In 1967, Lacy et al. Reported a method for isolating pancreatic islets by extracting the pancreatic islets by digesting the pancreas with collagenase (see Non-Patent Document 1). Although this method enabled islet isolation from small animals such as mice and rats, isolation of islets from large animal pancreas including humans was difficult. However, after that, Ricordi et al. Developed a unique automatic islet separation device (see Non-Patent Document 2), introduced a digestion process devised by the UCLA group into two stages of so-called warm digestion and cold digestion, Improvements etc. have made it possible to apply to humans.

Islet transplantation is a kind of “cell” transplantation, unlike other “organ” transplants, so that, like sperm banks, islets can be cryopreserved semipermanently, and the required amount of islets can be transplanted when needed A so-called islet bank can be created. The development of cryopreservation of pancreatic islets has been conducted since 1977, when Rajotte et al. Succeeded in treating diabetic rats using rat frozen thawed islets (see Non-Patent Document 3). At present, the method of slow freezing and rapid thawing using a program freezer is the standard method for cryopreservation of human islets.

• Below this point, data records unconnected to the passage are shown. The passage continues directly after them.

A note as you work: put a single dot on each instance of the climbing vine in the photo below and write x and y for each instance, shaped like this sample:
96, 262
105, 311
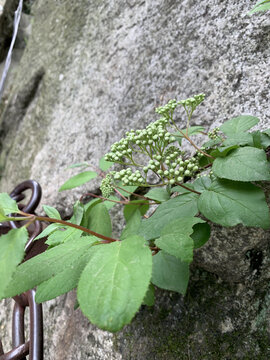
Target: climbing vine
170, 197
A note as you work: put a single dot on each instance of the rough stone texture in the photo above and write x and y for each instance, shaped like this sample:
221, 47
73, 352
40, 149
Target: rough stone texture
90, 71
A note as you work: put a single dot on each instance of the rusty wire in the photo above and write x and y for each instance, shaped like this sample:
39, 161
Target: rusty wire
33, 347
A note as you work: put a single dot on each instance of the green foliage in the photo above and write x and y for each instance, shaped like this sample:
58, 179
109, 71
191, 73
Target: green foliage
113, 277
262, 5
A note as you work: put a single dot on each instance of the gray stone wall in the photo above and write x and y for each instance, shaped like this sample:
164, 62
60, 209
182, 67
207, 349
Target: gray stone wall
90, 71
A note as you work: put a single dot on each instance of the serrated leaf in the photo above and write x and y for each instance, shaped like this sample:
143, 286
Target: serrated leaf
46, 265
201, 234
180, 206
170, 273
51, 212
105, 165
98, 219
65, 280
11, 254
223, 151
62, 235
110, 204
78, 180
239, 139
243, 164
239, 124
175, 238
114, 283
7, 205
159, 194
229, 203
149, 298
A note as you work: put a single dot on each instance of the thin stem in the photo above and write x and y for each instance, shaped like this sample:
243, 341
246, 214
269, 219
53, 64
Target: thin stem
52, 220
187, 188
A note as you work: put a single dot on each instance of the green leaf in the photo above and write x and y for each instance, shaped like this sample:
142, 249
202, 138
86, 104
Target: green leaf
202, 183
201, 234
239, 124
51, 212
126, 189
46, 265
175, 238
49, 230
7, 205
170, 273
229, 203
11, 254
149, 298
65, 280
132, 206
105, 165
243, 164
114, 283
98, 219
180, 206
132, 225
239, 139
78, 180
223, 151
158, 194
63, 235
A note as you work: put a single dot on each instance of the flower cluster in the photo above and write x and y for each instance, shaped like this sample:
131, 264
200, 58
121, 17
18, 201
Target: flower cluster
213, 135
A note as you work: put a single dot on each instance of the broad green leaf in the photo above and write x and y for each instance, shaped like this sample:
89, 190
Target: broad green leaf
49, 230
11, 254
239, 139
202, 183
78, 180
158, 194
84, 164
239, 124
105, 165
141, 205
63, 235
7, 205
126, 189
63, 281
114, 283
180, 206
149, 298
175, 238
78, 212
201, 234
132, 224
51, 212
243, 164
170, 273
97, 219
46, 265
229, 203
223, 151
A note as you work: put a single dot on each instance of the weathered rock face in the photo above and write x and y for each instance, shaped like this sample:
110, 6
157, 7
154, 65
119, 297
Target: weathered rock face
90, 71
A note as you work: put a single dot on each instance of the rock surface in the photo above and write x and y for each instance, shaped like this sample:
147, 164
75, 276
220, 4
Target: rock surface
89, 72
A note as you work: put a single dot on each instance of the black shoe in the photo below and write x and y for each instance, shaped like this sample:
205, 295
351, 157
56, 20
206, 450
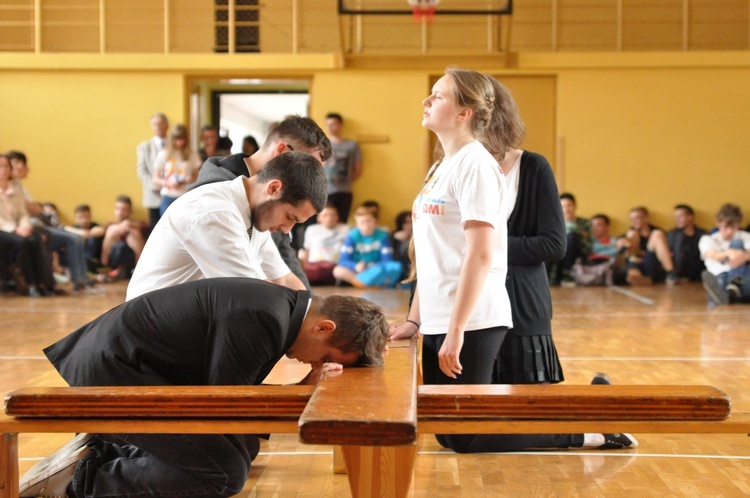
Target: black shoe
618, 442
716, 293
601, 378
734, 290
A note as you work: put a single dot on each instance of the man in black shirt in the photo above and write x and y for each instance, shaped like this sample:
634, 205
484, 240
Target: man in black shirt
221, 331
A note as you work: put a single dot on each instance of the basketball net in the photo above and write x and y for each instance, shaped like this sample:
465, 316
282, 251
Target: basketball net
423, 10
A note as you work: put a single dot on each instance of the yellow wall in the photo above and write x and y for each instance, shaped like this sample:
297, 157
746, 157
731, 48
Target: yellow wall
384, 103
623, 129
655, 137
79, 131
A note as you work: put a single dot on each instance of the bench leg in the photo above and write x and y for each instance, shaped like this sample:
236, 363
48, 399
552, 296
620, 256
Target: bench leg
9, 465
376, 471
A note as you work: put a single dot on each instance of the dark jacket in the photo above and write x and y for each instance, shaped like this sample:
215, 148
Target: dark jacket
536, 235
218, 331
220, 169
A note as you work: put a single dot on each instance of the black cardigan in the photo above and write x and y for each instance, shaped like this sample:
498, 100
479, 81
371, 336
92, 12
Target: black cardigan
536, 235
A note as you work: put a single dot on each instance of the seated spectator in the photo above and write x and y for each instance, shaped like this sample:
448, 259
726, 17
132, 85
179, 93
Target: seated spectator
598, 267
649, 259
400, 241
24, 247
683, 242
366, 258
175, 167
323, 242
123, 241
578, 244
93, 236
49, 217
49, 212
374, 207
68, 246
726, 253
603, 247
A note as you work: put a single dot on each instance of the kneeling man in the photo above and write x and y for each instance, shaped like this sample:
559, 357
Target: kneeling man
220, 331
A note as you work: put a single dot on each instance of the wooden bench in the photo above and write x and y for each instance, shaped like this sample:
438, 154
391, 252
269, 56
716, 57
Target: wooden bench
153, 410
376, 414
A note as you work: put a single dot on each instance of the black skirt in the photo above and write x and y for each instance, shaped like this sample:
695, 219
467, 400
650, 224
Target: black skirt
528, 360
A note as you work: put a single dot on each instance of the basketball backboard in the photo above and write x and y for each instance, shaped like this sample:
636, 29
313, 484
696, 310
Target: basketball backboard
447, 7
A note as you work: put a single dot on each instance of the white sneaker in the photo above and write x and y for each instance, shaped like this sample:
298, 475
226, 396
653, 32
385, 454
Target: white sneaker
50, 477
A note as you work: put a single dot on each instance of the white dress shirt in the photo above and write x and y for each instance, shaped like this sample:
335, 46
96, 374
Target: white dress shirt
203, 234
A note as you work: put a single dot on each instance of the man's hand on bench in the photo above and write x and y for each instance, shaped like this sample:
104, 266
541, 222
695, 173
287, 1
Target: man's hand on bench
319, 371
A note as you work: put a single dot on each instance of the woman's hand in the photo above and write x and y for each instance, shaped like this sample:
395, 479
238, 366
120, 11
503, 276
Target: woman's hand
449, 353
403, 330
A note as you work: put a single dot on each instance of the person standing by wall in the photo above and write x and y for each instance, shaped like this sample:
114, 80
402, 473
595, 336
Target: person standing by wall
147, 152
343, 168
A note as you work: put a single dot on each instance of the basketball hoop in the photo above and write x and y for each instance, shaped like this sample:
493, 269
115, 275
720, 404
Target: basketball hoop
423, 10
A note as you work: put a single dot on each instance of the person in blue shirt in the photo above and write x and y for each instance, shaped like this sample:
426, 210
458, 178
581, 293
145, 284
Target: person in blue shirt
366, 258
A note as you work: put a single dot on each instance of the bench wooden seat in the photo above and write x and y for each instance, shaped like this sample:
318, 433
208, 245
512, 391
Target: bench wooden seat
373, 412
573, 402
247, 402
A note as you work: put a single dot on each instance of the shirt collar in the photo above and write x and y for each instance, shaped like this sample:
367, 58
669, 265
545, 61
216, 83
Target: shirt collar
239, 195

Clinically, the University of Minnesota first performed islet transplantation in humans in 1974, but until recently the results were poor compared to other organ transplants. However, a protocol devised by the University of Alberta in 2000 (Edmonton Protocol: a protocol for clinical islet transplantation using an immunosuppressive method that does not use steroids) led to a very high insulin withdrawal rate (see Non-Patent Document 4). ) Pancreatic islet transplantation is becoming established as a breakthrough treatment for type I diabetes. This protocol consists of (1) selecting a well-brained brain death donor, (2) reducing the storage time from pancreas extraction to islet isolation, (3) transplanting a sufficient amount of isolated islets, and (4) using rapamycin as an immunosuppressant. It has the feature of adopting. When the islets engraft in the liver, they die over time, so mass transplantation of high-quality islets is the key to successful transplantation.
According to a report from the International Islet Transplant Registry (ITR), of 185 islet transplants performed between 2000 and August 2002, 120 arelets (Islet Transplant Alone: ITA), There were 23 cases of simultaneous transplantation (Simultaneous Islet-Kidney transplant: SIK), and 42 cases of islet after kidney transplantation (IAK). Examining cases that achieved insulin withdrawal for more than 1 week after transplantation, ITA was the best, with 62% for ITA, 45% for IAK, and 30% for SIK. This is because Edmonton Protocol has been used for ITA since 2000 (see Non-Patent Document 5).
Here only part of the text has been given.